The conversations must have been lively at the Pharmacy Australia Congress in Sydney over the weekend. Health reform advocate John Menadue really socked it to the audience, judging by his 3,500-word speech.
For the sake of time-pressed Croakey readers, I’ve compressed the speech into several dot points. But it is worth reading in full, and you can do so here.
Here is a summary:
• There is quite a contrast between the community’s need for pharmacists to do more in their professional capacity and the unwillingness of the profession to change.
• The field of prevention beckons pharmacists. But it does not seem that pharmacists are fully responsive to needs and opportunities.
• Do pharmacists really want to collaborate with other health professionals or remain individual business entrepreneurs? Some are dissatisfied that their professional skills are not fully utilised and extended. It is not surprising that many find dispensing medications and running what sometimes seem like gift shops, to be mind-numbing.
• Unfortunately, the Pharmacy Guild of Australia opposes pharmacists working as consultant pharmacists within the GP super clinics. It insists instead that the only pharmacy participation must be via the establishment of a community pharmacy within the clinic.
• The evidence is compelling that the highly protected pharmacy business model which is comfortable and financially rewarding for owners up to this point is going to come under challenge. The history of protection in Australia is that protected sectors are very vulnerable and risk not fully appreciating their vulnerability until it is too late. Why is it that so much effort goes into political lobbying in Canberra and comparatively little effort into utilising more effectively the enormous professional talents within pharmacy?
• Discussion of business prospects and protection is relevant to extending the role of pharmacists in healthcare. An extended role of pharmacists will be essential, as future business prospects of pharmacists will be significantly influenced by contracting margins and increased competition.
• Features of pharmacies today which will come under challenge include the geographical restrictions, impending pressures on pharmacists’ margins, and the barring of pharmacies from supermarkets. Australians don’t have great love for the Coles/Woolworths oligopoly but they would love to see more competition. This lack of competition may explain why paracetamol can vary in price from $10.95 for 100 Panadol to $3.95 for almost the same produce sold under the Chemmart brand.
• It seems inevitable that the highly protected pharmacy sector is going to face major changes. The lesson of protection in Australia is that if you want to have a seat at the table when protection is being reduced, you must accept the need to change.

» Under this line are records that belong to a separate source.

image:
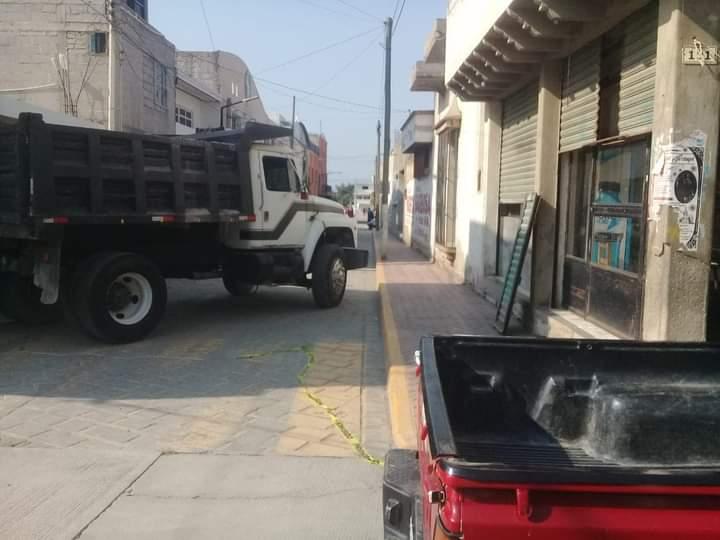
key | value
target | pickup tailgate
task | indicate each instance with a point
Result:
(553, 439)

• Perhaps pharmacists might consider two categories of registered pharmacists. One would compose many of the long-established pharmacists who are reluctant to move away from the distribution model. The second category could be younger and differently trained pharmacists who will respond to a new model of professional practice which substantially extends their role into disease prevention and enhanced therapies. It would seem a possible way to overcome the environment which new and highly motivated pharmacy graduates apparently find so discouraging and dampening.

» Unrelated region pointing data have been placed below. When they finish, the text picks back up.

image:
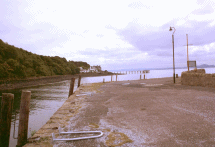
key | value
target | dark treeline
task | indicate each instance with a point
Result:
(16, 63)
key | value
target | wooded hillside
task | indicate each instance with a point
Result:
(17, 63)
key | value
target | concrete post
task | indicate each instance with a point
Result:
(23, 118)
(5, 118)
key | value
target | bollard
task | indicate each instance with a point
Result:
(71, 86)
(5, 118)
(79, 81)
(23, 118)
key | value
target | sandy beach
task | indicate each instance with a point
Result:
(153, 112)
(17, 84)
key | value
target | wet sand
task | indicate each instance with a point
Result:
(152, 112)
(17, 84)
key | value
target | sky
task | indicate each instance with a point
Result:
(116, 34)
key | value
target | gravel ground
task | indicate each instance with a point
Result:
(152, 112)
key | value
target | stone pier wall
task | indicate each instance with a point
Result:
(198, 77)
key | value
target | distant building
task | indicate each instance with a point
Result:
(95, 69)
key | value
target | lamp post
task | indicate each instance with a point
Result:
(173, 52)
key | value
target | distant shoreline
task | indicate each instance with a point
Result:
(23, 83)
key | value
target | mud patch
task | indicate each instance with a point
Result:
(117, 139)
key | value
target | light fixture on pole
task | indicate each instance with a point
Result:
(173, 52)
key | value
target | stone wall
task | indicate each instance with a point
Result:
(198, 77)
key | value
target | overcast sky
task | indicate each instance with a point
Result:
(116, 34)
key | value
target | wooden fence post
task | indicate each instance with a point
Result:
(71, 86)
(5, 118)
(23, 118)
(79, 80)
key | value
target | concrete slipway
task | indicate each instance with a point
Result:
(152, 112)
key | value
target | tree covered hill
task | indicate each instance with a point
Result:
(16, 63)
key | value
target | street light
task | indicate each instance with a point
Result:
(173, 52)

• It is quite remarkable that the PGA has consistently opposed direct relationships developing between GPs and accredited pharmacists. It insists that the relationship must be with the patient’s nominated community pharmacy. This is quite contrary to normal health referral practices.
• How can the disconnect between how pharmacists are trained and how most of them work, be remedied?
Menadue concluded: “Despite the rhetoric about prevention, are governments, their bureaucracies and the professions ready to implement prevention policies? The answer to me seems to be ‘not yet’. Some hard thinking is required all round.”